If you are involved in a significant dispute at work it is possible you will be asked to consider mediation. It is often presented as an alternative to, or as part of the outcome of a formal grievance. In this context it is important to know what mediation offers and what to consider when deciding if it will help you to resolve your problem.
Successful mediation assists participants to find a way through conflict to reach acceptable resolutions that allow both parties to work effectively together without escalating hostility or conflict. It is never about assigning blame or deciding who is right or wrong in a situation, nor should it force a participant into a situation they do not accept or agree with.
For mediation to work it is essential that it is impartial, voluntary, collaborative and undertaken in good faith. Most importantly participants must trust the process to be completely confidential. Anything said in discussions during mediation are confidential and cannot be used in other contexts unless they are already known.
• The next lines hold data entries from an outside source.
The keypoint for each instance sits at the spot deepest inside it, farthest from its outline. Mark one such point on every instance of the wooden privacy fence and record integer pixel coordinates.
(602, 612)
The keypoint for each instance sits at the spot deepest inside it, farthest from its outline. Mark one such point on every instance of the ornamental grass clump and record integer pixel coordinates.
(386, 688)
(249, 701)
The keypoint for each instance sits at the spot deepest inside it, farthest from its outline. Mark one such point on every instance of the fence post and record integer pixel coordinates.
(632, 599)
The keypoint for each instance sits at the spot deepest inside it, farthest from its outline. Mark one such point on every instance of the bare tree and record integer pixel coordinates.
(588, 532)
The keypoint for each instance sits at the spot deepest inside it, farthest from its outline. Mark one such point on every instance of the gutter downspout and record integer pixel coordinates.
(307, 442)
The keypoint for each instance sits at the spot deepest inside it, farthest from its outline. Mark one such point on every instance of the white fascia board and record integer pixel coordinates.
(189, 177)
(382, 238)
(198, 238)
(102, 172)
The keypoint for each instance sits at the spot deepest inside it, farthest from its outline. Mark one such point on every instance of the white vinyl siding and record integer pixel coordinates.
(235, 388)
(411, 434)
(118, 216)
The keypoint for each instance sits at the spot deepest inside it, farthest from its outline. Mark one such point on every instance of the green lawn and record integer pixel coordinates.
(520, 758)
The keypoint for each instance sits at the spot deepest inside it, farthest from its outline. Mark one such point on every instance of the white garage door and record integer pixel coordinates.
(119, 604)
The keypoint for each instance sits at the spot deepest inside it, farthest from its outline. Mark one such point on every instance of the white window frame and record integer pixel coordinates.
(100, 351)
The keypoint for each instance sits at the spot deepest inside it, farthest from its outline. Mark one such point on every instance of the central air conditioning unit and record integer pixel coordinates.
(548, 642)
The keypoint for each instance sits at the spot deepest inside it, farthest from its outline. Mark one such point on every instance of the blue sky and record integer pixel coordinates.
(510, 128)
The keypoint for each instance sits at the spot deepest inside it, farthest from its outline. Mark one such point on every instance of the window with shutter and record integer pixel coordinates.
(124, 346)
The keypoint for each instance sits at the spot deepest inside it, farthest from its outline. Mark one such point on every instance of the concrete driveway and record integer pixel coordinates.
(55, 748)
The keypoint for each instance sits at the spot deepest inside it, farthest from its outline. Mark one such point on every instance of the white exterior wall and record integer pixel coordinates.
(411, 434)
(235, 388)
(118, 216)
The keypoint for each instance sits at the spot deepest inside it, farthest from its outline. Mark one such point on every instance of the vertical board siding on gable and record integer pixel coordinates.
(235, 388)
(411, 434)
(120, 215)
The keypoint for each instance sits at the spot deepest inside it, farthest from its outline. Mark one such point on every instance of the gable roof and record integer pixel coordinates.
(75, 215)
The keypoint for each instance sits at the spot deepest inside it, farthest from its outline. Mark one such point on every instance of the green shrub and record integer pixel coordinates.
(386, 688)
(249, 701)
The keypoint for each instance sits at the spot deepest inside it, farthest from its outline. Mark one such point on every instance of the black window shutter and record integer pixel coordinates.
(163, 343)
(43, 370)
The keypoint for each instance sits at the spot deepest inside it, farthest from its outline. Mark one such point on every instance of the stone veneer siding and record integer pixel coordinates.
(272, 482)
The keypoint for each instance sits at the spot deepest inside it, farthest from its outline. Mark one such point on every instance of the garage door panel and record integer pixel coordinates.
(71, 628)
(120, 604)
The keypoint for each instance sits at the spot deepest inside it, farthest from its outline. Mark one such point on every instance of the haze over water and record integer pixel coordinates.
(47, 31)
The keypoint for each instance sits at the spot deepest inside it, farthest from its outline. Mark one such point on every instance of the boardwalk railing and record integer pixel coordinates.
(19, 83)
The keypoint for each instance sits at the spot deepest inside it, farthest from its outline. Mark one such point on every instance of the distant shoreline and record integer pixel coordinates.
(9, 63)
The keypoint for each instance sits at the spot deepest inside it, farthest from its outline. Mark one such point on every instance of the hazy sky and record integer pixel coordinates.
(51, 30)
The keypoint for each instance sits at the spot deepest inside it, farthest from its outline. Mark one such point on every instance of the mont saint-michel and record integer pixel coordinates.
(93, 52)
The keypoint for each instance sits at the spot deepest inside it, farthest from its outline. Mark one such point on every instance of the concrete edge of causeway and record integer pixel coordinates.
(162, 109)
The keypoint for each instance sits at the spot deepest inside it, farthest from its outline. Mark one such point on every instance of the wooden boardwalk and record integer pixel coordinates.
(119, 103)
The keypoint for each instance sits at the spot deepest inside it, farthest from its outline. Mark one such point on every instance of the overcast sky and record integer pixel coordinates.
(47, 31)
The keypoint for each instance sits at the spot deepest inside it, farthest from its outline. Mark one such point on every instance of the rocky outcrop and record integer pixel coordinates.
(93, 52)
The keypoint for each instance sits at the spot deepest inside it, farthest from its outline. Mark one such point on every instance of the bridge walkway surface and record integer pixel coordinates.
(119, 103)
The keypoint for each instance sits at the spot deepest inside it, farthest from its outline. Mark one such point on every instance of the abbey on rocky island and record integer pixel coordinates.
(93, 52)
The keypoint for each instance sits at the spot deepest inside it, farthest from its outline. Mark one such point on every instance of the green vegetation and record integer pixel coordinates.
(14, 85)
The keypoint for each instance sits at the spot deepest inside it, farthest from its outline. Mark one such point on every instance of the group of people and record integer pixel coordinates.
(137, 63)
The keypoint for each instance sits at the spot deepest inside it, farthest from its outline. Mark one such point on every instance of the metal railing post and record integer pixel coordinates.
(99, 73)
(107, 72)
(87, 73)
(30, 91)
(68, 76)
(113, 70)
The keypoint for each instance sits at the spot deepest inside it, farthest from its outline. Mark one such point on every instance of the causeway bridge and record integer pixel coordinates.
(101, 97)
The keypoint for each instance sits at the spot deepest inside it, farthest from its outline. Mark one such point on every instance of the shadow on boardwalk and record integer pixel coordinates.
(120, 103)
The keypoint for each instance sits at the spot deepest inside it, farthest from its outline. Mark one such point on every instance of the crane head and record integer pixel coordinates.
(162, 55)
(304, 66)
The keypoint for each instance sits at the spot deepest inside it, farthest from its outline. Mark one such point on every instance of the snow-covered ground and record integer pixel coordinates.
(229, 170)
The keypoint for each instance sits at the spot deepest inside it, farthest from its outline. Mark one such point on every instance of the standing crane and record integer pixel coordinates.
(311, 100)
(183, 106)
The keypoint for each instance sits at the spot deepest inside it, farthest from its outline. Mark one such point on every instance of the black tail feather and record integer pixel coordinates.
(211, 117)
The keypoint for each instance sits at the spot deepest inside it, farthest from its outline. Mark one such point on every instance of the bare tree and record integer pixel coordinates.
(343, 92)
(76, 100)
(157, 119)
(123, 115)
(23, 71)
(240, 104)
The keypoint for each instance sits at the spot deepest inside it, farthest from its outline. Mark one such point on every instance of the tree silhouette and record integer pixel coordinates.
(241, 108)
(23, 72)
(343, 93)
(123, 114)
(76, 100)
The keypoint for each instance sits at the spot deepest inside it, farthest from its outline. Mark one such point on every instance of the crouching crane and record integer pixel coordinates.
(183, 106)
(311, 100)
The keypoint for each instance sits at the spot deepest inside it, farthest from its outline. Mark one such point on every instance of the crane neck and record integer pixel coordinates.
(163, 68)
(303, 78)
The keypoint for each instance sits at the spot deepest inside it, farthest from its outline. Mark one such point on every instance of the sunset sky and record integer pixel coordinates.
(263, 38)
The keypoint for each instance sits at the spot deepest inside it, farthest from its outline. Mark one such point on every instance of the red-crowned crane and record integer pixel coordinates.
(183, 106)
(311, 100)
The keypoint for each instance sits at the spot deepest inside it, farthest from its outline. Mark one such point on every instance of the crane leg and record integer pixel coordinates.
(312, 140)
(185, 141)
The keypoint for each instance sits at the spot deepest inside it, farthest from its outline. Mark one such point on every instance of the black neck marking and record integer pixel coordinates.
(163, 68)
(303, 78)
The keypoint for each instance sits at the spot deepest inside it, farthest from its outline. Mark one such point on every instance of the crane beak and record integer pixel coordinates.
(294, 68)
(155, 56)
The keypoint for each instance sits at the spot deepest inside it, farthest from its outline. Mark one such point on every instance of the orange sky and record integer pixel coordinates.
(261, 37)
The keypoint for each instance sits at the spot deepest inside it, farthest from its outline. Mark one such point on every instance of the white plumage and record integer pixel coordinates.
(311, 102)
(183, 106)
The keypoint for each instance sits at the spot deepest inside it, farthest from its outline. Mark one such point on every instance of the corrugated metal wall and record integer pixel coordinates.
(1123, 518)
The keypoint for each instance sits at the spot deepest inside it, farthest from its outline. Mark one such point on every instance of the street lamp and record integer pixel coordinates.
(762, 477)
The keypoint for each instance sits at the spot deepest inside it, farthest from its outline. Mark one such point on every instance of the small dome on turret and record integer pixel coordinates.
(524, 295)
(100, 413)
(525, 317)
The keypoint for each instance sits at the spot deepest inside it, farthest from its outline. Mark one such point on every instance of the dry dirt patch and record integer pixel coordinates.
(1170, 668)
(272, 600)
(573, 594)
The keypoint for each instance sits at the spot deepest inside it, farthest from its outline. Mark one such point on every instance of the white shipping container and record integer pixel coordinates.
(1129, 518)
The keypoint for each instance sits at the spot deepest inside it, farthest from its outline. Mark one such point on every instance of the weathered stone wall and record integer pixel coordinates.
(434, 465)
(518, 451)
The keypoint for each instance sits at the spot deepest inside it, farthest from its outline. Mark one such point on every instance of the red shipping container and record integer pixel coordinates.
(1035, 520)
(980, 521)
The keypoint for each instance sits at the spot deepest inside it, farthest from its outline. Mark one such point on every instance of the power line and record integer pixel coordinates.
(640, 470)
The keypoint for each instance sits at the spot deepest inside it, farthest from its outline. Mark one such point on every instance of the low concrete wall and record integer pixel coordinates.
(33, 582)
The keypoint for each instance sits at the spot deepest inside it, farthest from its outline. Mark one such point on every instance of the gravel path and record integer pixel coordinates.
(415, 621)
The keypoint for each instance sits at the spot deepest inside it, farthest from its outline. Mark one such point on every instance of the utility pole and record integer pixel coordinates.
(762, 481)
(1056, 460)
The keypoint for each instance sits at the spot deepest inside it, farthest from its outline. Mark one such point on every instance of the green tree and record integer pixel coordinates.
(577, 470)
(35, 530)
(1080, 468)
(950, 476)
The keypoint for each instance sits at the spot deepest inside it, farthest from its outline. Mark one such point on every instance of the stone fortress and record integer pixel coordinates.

As part of the process each person meets alone with the mediator to present their perspectives. A good mediator will make clear to both parties that they will not agree with everything that is said during the process and will establish expected behaviour.
Once this has happened joint meetings supported by the mediator begin.
Mediation is not suitable for solving all conflicts in the workplace. It should not be used to solve a relatively minor dispute between two colleagues nor should it be used when an issue is raised that requires formal investigation such as discrimination, sexual harassment or where an employees health is directly at risk. Nor is it suitable when one party is not committed to the mediation.